I've just come back from holiday in Kos. One of the modern challenges of going away is figuring out how to hang up a pair of trousers in the hotel wardrobe. This apparently simple task has become more complicated because of the replacement of old-fashioned hook hangers with two-part security hangers. The hook hangers could be easily removed from the rail in order to facilitate the hanging of clothes. With the new hangers we have to disengage the frame from the closed loop. In this hotel the connection was a ball-and-socket arrangement which required a technique like that required by those buzzing wire steady-hand games at school fairs
. The equivalent of the dreaded buzz is your trousers slipping off the frame and falling in a heap on the wardrobe floor. It is particularly difficult in a crammed wardrobe (my wife is a firm believer in "way too many" being better than "too few" when it comes to packing holiday clothes).

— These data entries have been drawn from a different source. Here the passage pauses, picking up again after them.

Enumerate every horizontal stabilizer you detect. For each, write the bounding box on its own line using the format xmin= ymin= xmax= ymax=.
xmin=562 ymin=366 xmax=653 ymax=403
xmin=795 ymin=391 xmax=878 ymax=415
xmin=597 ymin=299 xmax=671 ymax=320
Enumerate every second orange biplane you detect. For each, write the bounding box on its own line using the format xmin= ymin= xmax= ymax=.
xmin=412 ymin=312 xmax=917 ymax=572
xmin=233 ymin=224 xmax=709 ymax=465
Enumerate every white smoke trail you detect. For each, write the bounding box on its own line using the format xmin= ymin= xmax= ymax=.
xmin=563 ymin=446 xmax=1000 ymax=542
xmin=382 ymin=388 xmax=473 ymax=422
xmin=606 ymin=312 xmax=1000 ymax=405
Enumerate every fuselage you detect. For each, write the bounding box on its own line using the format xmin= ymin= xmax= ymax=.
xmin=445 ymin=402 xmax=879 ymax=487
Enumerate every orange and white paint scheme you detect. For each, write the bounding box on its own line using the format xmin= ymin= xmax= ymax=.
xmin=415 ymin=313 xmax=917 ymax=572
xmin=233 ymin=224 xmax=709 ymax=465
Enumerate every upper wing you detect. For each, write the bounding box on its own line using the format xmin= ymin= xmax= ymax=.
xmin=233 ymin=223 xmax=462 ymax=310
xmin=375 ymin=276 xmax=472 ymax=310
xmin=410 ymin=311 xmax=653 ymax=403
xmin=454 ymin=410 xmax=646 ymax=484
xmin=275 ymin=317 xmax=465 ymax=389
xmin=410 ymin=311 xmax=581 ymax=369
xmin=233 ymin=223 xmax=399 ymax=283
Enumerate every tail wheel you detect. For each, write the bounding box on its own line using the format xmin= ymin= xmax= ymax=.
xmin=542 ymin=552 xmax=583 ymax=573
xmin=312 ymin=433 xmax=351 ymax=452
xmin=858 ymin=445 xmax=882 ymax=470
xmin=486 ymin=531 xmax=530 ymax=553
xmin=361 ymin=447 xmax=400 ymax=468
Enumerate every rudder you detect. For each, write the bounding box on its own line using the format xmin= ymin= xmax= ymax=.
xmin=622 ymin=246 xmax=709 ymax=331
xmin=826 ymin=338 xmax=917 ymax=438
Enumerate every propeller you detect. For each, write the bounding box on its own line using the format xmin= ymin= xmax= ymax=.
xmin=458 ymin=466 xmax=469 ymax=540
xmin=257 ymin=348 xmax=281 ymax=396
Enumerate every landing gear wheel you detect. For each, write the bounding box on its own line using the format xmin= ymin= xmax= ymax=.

As a hotel guest, my user requirements for a clothes hanger are:
- hanging my trousers;
- simple to use.
However, guests are not the only stakeholders. The hotel owners also have a set of requirements:
- allow guests to hang their trousers;
- discourage guests from taking hangers home.
Clearly the first requirements on both stakeholders' lists are in alignment. But whilst the hook hanger satisfies the guest's second requirement it doesn't satisfy the owner's second requirement. Whereas the closed loop hanger meets the owner's second requirement but fails to meet the guest's. In situations like this, when two requirements clash it is usual for the customer's requirement - the bill payer - to trump the user's requirement.
And that's why almost universally hotels now have security hangers in their wardrobes. At least in this situation the user's top requirement - hanging my trousers - has been implemented in a convenient fashion. The hotel could just have provided a wardrobe rail and told us to bring our own clothes hangers (i.e. as a self-service application).